The ballots from two of the state's three largest unions were in favour of accepting the PPF.
Earlier this week, SIPTU voted by 69% to 31% in favour, and IMPACT members voted by 81% to 19% in favour. Yesterday, MANDATE members rejected the agreement. This followed a 94% vote against the PPF by the ATGWU on Monday.
Even though the results of ballots in teaching unions and the Civil and Public Service Union (CPSU) have yet to come, as An Phoblacht goes to print it seems that the acceptance camp has enough of the 370 delegates to win an overall majority.
70% of Irish Nurses Organisations (INO) members also voted in favour. The Technical Engineering and Electrical Union's (TEEU) 28,000 members voted against. Other unions in support of the agreement were the Public Service Executive Union and the Irish Bank Officials Association.
However, there is a clear division between low paid workers and other grades in the trade union movement.

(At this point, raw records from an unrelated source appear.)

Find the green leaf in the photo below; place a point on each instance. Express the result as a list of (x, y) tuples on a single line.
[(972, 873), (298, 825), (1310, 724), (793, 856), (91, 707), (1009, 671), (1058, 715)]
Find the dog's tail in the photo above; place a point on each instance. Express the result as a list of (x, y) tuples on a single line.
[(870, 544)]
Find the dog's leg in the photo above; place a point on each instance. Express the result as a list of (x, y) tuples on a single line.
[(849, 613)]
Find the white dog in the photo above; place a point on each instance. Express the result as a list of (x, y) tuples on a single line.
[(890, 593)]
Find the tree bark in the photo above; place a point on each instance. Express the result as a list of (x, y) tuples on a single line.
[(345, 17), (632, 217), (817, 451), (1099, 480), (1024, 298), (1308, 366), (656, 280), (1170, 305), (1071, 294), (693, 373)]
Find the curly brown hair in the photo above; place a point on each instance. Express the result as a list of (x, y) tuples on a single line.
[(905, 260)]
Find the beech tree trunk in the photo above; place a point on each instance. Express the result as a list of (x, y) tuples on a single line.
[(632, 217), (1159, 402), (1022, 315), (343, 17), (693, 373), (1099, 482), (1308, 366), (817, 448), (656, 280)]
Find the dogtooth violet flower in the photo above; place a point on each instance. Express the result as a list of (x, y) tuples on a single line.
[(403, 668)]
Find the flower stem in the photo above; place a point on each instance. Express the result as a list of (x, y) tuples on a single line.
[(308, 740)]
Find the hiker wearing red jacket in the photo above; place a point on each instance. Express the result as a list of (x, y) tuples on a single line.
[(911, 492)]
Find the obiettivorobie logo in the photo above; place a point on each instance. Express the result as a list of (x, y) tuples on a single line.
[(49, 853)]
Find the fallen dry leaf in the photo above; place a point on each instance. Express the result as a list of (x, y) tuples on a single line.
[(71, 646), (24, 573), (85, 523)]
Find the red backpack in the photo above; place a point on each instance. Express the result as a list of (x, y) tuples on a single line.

Low paid workers, the most disadvantaged group within the workforce, are being forced into accepting a wage agreement that will benefit higher paid workers proportionately more. Motions to withdraw from the ICTU have been tabled for the CPSU's May conference.
SIPTU leaders were still talking up the agreement this week, despite more data showing inflation rates rising in the 26 Counties. SIPTU President Des Geraghty called on the Dublin government to take action to tackle land speculation and inflation. But if the trade union leadership were really that interested in these issues, why did they not make them part of the PPF? SIPTU are only highlighting their own negotiating failures. Maybe the ATGWU's regional secretary, Michael O'Reilly, was right. Maybe the employer-union negotiations at Government Buildings really were a ``teddy bear's picnic''.
Dublin Bus talks end
National Bus and Rail Workers Union (NBRU) members at Dublin Bus are to return to industrial action tomorrow with a two-day strike. Dublin Bus have been unwilling to act on the NBRU's 20% wage claim, saying that they don't have the money.
The NBRU have consistently made the point that Dublin Bus receives the lowest state subsidy of any other European city. They believe that they are subsidising a low state grant through their low wages.
``Somebody else must pay that money,'' said NBRU general secretary Peter Bunting, meaning that once again in this seven-month dispute the ball is back in the court of Public Enterprise minister Mary O'Rourke.